Alors que faire, bordel de merde ? Tenter le coup de la dérogation atypique et condamner mes gosses à jouer au ballon pendant que les autres, ceux qui n'auront pas été pris la main dans le sac du détournement de carte scolaire, partiront en classe verte en Bavière ? Me soumettre à ma sectorisation et passer les quatre prochaines années à faire la police à table dès que l'un aura balancé la connerie qu'a fait l'autre en cours de maths ? Décrocher le sésame du collège à deux classes bi-langues mais qui pendant l'été aura vu sa réputation s'effondrer comme l'indice Nikkei ?
Ce qui, cela dit, sera peut-être finalement un moindre mal. Si si. C'est une autre mère bien renseignée et sûrement très bien intentionnée elle aussi qui me l'a confié sous le sceau du secret.
"Attends, être dans un collège de merde, ça peut se révéler un pari sacrément gagnant. Réfléchis: si ton gamin est dans un établissement pourri et qu'il est plutôt bon. Il a toutes les chances, en fin de 3e, de finir premier de sa classe avec une moyenne qui déchire. Et là, c'est le passeport pour Henri IV. Parce que figure-toi que le lycée, c'est sectorisé mais pas que. Et que le premier critère, ce sont les notes. Or ici, dans le 13e, on est sur le secteur d'Henri IV et de Louis Legrand. La crème des lycées parisiens. Donc ton gosse, il peut passer devant un autre bien meilleur mais qui, parce qu'il est d'un collège plus côté, a une moins bonne moyenne. Et là, c'est qui qui est baisé ? Celui qui a fait des pieds et des mains cinq ans auparavant pour entrer dans la fabrique à génies".
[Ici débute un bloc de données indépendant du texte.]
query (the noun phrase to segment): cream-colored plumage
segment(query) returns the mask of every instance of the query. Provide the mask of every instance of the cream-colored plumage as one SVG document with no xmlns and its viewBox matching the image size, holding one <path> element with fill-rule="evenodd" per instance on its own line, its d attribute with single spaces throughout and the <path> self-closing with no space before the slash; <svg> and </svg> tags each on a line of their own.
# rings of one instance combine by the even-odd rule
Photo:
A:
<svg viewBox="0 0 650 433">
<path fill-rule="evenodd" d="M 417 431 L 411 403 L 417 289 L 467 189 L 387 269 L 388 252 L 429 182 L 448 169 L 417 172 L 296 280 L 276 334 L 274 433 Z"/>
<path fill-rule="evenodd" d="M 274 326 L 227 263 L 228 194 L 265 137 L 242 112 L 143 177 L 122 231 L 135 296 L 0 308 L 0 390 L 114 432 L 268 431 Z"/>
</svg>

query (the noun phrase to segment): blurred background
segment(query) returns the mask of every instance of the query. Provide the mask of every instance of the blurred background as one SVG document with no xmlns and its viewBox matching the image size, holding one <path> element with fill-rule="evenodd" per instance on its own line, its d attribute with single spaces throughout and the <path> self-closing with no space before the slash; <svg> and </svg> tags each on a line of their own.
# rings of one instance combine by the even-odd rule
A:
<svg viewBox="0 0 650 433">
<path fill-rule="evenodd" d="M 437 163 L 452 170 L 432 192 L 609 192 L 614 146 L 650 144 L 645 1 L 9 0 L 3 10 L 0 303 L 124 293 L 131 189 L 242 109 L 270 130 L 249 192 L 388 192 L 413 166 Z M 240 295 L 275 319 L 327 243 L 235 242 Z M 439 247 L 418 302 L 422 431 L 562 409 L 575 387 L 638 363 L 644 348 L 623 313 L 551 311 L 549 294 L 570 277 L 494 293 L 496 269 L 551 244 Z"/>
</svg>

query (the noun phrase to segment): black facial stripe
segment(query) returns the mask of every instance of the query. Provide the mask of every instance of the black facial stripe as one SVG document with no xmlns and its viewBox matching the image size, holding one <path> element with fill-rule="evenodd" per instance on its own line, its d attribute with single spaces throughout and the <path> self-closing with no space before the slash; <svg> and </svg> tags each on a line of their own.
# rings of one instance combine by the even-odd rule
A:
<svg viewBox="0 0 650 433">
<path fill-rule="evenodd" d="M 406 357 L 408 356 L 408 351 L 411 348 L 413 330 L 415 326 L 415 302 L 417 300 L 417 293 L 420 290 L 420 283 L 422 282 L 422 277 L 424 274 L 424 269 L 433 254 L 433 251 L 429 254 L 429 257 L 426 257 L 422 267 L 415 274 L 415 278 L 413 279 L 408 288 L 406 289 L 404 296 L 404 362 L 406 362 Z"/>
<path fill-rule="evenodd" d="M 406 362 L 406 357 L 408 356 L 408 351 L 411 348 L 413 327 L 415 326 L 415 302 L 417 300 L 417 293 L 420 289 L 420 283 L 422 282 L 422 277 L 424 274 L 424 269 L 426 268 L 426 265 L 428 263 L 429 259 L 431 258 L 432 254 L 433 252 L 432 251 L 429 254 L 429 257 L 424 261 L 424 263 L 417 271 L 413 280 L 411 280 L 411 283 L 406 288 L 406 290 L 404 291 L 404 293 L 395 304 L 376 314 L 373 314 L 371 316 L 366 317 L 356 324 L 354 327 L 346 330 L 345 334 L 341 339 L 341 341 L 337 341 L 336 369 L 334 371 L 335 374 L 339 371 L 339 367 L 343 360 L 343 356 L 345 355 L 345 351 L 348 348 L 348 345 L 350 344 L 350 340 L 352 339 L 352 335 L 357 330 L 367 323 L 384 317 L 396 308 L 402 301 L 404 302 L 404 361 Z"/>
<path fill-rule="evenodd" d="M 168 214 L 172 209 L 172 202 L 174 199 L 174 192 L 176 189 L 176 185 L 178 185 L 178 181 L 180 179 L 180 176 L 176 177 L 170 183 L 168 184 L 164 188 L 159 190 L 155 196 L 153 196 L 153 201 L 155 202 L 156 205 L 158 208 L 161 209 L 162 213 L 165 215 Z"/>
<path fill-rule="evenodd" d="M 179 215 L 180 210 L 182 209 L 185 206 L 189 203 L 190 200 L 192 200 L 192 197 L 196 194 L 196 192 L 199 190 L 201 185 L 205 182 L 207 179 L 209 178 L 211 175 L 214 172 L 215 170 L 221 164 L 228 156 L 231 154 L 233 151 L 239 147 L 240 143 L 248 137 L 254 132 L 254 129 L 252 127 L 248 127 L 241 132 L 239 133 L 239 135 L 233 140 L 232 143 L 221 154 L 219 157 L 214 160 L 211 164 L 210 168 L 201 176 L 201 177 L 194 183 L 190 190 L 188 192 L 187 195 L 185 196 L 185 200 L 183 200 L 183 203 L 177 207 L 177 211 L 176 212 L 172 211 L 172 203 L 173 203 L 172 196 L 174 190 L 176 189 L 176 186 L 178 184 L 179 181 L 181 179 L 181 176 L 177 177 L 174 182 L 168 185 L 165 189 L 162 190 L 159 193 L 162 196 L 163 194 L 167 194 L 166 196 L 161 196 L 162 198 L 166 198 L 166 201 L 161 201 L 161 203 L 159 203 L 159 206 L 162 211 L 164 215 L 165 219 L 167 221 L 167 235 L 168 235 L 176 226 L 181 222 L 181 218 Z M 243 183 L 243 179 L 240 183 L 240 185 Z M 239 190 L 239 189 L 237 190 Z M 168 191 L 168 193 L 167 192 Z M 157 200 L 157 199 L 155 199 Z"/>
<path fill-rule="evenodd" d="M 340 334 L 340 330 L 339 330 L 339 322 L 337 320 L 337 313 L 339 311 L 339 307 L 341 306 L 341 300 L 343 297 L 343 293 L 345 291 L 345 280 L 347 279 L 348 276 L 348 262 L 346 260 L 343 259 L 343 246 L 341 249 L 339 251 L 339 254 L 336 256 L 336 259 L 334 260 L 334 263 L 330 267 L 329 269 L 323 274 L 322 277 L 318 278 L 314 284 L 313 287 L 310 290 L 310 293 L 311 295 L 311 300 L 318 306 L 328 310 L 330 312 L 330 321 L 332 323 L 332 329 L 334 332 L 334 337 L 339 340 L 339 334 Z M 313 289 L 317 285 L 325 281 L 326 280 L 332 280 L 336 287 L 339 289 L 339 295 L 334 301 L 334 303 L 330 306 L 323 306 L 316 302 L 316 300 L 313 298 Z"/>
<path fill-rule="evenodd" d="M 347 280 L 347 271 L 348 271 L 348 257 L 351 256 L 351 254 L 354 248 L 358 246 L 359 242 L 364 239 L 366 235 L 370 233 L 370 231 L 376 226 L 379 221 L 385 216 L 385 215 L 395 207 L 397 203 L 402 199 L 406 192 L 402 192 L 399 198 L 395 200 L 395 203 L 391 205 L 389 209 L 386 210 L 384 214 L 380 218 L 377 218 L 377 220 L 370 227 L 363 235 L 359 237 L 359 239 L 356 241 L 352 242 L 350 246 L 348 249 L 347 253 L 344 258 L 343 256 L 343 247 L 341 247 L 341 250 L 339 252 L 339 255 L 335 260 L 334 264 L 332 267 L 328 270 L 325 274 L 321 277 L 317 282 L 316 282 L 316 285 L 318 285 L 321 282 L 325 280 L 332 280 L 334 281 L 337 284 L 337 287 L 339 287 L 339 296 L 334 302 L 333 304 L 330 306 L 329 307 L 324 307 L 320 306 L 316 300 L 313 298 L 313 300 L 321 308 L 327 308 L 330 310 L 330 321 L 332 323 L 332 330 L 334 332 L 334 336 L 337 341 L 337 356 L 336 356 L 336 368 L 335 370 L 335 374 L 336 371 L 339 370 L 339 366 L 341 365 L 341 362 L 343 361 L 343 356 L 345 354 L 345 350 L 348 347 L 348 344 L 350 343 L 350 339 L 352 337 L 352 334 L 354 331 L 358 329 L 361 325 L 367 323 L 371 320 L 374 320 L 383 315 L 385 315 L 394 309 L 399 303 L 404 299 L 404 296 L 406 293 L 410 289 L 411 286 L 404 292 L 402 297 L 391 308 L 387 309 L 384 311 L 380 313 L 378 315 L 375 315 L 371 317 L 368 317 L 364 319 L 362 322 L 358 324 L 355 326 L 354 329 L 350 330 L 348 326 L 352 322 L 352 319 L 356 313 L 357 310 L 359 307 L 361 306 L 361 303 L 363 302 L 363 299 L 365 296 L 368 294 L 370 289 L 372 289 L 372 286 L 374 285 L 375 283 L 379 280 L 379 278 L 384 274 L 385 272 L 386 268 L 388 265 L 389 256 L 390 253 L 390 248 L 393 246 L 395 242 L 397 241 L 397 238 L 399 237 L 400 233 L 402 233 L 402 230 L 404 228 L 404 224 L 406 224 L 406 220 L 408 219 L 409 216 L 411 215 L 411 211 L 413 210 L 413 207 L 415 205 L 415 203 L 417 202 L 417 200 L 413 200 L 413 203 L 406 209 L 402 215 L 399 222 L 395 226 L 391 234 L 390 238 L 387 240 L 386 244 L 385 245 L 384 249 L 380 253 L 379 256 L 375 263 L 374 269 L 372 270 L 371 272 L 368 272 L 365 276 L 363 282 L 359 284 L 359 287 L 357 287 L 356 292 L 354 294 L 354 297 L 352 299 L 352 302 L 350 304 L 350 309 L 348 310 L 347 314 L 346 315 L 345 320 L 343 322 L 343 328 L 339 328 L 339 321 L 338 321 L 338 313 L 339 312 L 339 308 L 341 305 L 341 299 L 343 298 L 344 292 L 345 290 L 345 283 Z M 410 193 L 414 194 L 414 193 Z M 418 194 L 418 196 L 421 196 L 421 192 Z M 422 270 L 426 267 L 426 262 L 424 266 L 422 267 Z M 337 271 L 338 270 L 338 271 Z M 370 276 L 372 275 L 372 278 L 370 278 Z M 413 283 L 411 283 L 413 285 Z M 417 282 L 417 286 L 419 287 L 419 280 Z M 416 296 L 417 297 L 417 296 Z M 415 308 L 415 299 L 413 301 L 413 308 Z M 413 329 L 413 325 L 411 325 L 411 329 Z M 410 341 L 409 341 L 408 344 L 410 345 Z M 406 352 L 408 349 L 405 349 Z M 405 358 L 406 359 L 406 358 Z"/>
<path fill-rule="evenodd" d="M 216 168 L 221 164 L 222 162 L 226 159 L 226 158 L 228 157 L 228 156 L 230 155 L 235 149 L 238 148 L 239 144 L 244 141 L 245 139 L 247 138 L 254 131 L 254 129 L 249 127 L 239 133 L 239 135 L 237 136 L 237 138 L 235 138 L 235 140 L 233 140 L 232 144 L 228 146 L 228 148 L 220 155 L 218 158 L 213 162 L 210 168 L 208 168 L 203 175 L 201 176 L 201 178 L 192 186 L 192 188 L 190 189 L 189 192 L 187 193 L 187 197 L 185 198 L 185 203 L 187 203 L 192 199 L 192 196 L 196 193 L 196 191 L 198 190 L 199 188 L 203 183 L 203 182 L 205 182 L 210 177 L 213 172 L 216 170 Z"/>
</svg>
"Ah ouais quand même", j'ai dit.
Après, une fois la crise d'angoisse jugulée, je me suis demandé si je n'allais pas demander à ce qu'on me mette sous tutelle. Non parce que moi, là, j'en suis tout juste à réaliser que mes enfants l'année prochaine auront plusieurs enseignants et gavé de boutons sur le front. Et je sens que je ne suis absolument pas au niveau pour tout ce qui est de leur orientation.
Bref, je vous souhaite bien du courage, vous les heureuses mères d'enfants encore en âge de faire pipi dans leur culotte. Parce que ça se confirme que ça se complique, après. Je vous laisse, je vais consulter les taux de réussite à l'ENA des gamins du 13e arrondissement.
Edit: La prochaine fois je vous parlerai de l'autre option. Le privé. Je sais, c'est contre mes principes. Mais rappelez-vous, j'ai ma carte magique. "Mes enfants ne sont pas là pour essuyer les platres de mes convictions". C'est cool quand même, ce joker qui te permet de faire tout ce que tu avais juré que tu ne ferais jamais, non ? Là je vous laisse, j'ai un double appel, et je ne voudrais pas le louper, j'attends un coup de fil de l'Ecole alsacienne. Le must, parait.